Five inaugural exhibitions are currently running, including the main exhibition titled “Post Nature: Dear Nature,” which sheds light on how human and non-humans can live in solidarity.

“After the transition from an agrarian society to an industrial society, Ulsan’s ecosystem was extensively exploited for economic development. The exhibition reminds us of the ecosystem that accompanies a complicated sense of history and cultural policy,” Suh Jin-suk, Ulsan Art Museum director, said at a press conference on Wednesday. 

“Reverie Reset” by Yan Lei (Park Yuna/The Korea Herald)
“Reverie Reset” by Yan Lei (Park Yuna/The Korea Herald)
The large-scale installation “Reverie Reset” by Chinese media artist Yan Lei at the entrance of the exhibition is composed of 80 digital displays revolving around in a circle.
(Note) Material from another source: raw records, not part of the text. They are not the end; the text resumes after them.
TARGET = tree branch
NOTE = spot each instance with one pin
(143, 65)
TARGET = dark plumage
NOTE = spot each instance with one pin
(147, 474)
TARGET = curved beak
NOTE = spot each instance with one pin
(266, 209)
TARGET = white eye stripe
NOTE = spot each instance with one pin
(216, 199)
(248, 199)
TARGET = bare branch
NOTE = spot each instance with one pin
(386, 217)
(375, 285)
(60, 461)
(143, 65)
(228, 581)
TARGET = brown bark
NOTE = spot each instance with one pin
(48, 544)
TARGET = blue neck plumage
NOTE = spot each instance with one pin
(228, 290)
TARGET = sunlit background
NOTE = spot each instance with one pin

The structure is the artist’s attempt at showing the composition and intersection of images through a computer system and network technology.
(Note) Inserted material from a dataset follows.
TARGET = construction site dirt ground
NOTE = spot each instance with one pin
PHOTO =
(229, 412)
“This is the Future,” an installation piece by the Berlin-based media artist Hito Steyerl, is part of the main exhibition. The work with nine projection screens was shown at the 2019 Venice Biennale and is now part of the museum‘s collection.

The digital plants on the nine screens have Latin names meaning “social media addiction therapy,” “healing of the syndrome of being silent about hate speech,” and “dictator poisoning” and grow on construction scaffolding. 
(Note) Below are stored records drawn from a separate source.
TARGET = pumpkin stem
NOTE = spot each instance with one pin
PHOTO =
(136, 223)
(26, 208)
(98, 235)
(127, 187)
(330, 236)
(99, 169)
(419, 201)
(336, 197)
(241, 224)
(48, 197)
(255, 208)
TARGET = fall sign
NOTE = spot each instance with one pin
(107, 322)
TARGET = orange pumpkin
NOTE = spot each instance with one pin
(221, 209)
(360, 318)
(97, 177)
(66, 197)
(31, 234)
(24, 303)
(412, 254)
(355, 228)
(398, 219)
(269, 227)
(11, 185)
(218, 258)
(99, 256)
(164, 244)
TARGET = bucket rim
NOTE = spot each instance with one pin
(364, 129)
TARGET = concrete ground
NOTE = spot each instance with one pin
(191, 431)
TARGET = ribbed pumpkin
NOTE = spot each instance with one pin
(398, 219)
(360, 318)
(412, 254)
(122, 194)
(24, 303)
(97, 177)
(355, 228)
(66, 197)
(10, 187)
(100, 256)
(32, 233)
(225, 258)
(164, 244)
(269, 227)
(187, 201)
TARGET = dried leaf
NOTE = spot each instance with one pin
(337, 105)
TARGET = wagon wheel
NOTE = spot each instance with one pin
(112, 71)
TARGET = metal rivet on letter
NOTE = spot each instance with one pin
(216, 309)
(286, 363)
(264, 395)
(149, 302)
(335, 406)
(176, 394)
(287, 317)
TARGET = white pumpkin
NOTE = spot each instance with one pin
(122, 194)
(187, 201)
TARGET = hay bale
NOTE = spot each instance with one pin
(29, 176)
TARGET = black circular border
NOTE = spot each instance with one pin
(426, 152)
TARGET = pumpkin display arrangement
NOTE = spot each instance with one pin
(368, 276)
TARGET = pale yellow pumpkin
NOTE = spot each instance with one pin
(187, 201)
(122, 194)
“Turtle” by Paik Nam-june (Ulsan Art Museum)
“Turtle” by Paik Nam-june (Ulsan Art Museum)
Media art pioneer Paik Nam-june’s “Forest of Cage, Revelation of the Forest” is also shown at the museum with 23 TV sets installed on the ground floor showing images and fragmented scenes of the avant-garde musician John Cage’s art performances.

The museum’s permanent collection also includes Paik‘s “Turtle” and ”Sistine Chapel,“ which were acquired in August 2021 from different owners. A total of 29 media art works are currently in the museum’s permanent collection. 

“Chroma” by Kim Yun-chul (Park Yuna/The Korea Herald)
“Chroma” by Kim Yun-chul (Park Yuna/The Korea Herald)
As the country’s first media art museum, Suh aims to develop the museum‘s identity by holding exhibitions that explore how technology and nature can coexist, discovering and inviting artists who speak about nature and ecology.

“Touching on the issue of nature and technology together has been prevalent globally with many seminars and exhibitions. We will strengthen the identity of the museum by reflecting the city’s locality and bringing global trends at the same time,” Suh said.

Another exhibition running at the museum is “Black and Light: Aldo Tambellini” on display at XR Lab, an exhibition space dedicated to immersive media art experiences created with the latest digital technologies such as virtual reality, augmented reality and mixed reality. The exhibition features media art works by Tambellini, an Italian-American media artist who was a pioneer in media expansion in the 1960s.